Un jour, je poussai la porte d’une galerie qui, à première vue, semblait pouvoir être intéressée par mon travail.
« Je ne regarde pas sur internet. Si vous voulez, amenez-moi quelques tableaux, » dit le galeriste, sans détour ni chaleur particulière.
Quelques jours plus tard, je revins avec mes œuvres, un mélange d’espoir et de trac au creux du ventre. Le galeriste tourna autour de mes tableaux, les observant sous divers angles, tout en grommelant des mots que je peinais à comprendre. Puis, après une longue pause, il lâcha :
« Je suis très embêté. J’ai déjà un peintre comme vous ! Cela fait longtemps que je travaille avec lui, et je ne voudrais pas lui faire de la concurrence, » dit-il en désignant un grand tableau trônant fièrement sur un mur.

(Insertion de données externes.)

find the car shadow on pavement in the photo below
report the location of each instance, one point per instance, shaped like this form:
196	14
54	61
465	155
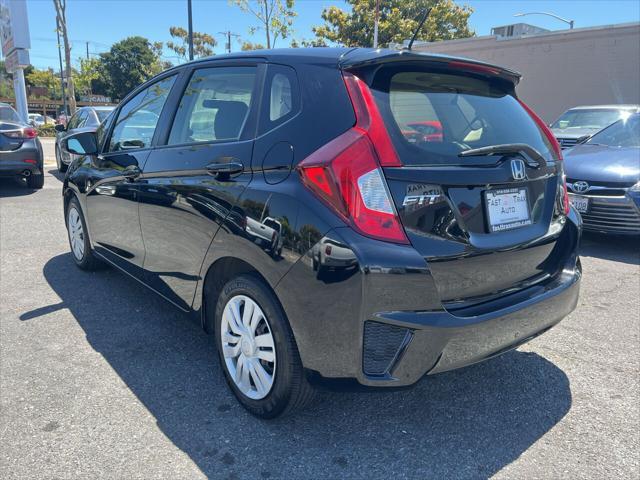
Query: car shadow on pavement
464	424
616	248
14	187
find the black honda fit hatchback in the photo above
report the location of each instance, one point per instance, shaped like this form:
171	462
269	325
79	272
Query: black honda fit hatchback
286	199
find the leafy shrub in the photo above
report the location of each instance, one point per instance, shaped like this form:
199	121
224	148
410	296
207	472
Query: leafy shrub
47	130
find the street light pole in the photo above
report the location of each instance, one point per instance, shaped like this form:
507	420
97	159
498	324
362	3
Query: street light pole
375	25
190	30
64	97
569	22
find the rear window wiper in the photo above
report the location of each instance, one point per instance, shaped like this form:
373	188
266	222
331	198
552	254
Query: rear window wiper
532	157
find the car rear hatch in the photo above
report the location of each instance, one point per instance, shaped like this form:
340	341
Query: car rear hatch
482	199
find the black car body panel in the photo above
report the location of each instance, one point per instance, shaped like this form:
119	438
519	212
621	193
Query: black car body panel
453	294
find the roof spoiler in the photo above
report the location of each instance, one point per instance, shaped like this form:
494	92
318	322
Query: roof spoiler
362	57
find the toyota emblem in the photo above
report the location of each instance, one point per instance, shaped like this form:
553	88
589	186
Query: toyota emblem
580	187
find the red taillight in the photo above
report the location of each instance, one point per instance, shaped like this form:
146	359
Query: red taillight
545	129
29	132
23	133
346	175
556	148
565	198
369	120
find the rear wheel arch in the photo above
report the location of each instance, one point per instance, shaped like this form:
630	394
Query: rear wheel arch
218	274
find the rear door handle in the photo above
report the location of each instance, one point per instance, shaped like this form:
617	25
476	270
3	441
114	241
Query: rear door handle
132	172
225	165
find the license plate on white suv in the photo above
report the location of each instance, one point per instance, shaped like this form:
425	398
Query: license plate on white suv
580	203
507	208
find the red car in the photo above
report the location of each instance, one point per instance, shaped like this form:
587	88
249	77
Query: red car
426	131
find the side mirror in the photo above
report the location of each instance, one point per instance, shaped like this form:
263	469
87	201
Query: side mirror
83	143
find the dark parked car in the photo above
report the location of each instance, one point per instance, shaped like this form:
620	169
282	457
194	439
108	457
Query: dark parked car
458	250
20	149
603	176
579	123
85	117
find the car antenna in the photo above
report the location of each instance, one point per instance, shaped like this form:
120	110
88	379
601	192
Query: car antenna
415	34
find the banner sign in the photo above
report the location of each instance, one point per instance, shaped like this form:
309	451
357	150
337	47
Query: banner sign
14	26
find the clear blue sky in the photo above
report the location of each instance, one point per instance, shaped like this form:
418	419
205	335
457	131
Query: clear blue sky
103	22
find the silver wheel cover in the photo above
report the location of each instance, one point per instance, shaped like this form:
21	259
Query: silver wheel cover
248	347
76	233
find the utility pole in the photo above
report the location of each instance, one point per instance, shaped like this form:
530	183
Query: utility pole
375	25
190	30
228	34
64	97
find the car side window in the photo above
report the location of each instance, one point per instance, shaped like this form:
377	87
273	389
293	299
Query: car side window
74	121
214	106
138	118
281	100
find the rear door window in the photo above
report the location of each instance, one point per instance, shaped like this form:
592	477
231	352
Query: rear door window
432	116
214	106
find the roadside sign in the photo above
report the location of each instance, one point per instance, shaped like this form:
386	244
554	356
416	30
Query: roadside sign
14	26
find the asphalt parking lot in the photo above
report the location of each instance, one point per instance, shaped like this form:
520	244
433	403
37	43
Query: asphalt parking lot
99	378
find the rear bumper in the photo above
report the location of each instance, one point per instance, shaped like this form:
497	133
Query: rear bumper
382	324
16	162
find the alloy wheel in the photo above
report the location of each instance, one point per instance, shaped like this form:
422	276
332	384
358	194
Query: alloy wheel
248	347
76	233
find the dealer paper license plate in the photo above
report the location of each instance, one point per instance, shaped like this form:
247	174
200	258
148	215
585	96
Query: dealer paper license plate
507	208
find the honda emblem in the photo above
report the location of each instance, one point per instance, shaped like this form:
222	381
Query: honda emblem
518	169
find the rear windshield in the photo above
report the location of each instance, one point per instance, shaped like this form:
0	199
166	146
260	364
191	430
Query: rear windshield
596	118
432	117
8	114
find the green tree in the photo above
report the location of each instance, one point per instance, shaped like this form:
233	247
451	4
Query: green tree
129	63
90	78
275	17
398	21
203	43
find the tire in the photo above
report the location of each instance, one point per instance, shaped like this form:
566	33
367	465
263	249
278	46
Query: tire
35	181
62	167
289	389
81	252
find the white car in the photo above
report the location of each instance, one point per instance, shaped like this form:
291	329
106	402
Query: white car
37	120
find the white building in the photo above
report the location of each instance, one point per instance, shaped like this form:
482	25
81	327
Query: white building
561	69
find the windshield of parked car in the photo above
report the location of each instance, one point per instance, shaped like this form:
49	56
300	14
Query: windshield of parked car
623	133
102	114
595	118
8	114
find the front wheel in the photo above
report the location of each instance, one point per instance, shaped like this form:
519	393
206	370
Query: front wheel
257	351
81	250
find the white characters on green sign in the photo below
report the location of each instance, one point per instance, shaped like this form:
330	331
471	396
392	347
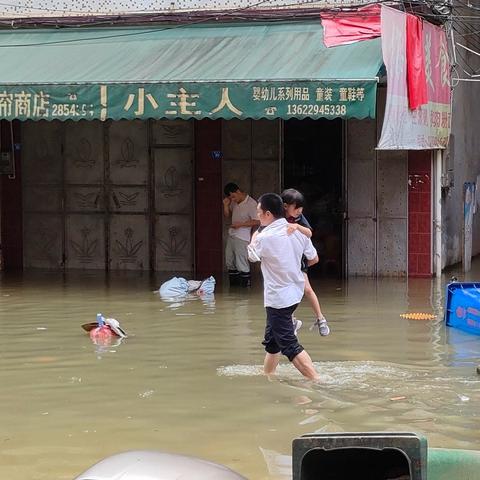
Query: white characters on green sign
226	102
184	103
140	98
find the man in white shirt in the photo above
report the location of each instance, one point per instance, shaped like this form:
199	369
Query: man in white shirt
280	254
243	210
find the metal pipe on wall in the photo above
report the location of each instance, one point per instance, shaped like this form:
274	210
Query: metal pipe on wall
437	222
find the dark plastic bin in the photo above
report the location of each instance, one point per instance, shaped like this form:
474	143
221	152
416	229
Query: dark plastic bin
462	306
360	456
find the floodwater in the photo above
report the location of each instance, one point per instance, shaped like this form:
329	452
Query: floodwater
188	378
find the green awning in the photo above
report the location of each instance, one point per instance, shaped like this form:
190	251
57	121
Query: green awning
273	70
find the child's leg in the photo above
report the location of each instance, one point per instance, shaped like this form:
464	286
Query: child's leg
312	298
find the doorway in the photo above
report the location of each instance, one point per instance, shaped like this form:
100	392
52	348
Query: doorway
313	164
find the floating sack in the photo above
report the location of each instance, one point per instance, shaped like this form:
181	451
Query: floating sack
175	287
207	287
418	316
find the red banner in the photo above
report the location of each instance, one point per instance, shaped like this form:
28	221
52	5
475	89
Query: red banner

Je pris une inspiration et rétorquai calmement qu’il y avait, certes, des correspondances entre nos travaux, mais que cela ne justifiait pas de me considérer comme un simple doublon. C’était d’ailleurs cette affinité stylistique qui m’avait attiré dans cette galerie. Il resta silencieux un instant, avant de détourner la conversation pour me livrer une série de conseils d’ordre technique : la qualité des châssis, l’importance de soigner les finitions… Et surtout – surtout – il insista pour que je ne laisse plus la peinture baver sur les bords de mes tableaux.
Tout en l’écoutant, je jetai un coup d’œil au fameux tableau de mon « jumeau stylistique ». Ironie du sort : il était lui-même orné de nombreuses coulures sur les bords.
« Vous lui avez dit, à votre peintre ? » demandai-je, un sourire en coin.
À cet instant, je vis le galeriste découvrir, avec une gêne mal dissimulée, les bavures inesthétiques qu’il n’avait apparemment jamais remarquées. Il chercha une réponse, en vain. Amusé, je lui tapotai amicalement l’épaule avant de repartir avec mes tableaux sous le bras, un peu plus léger qu’en arrivant.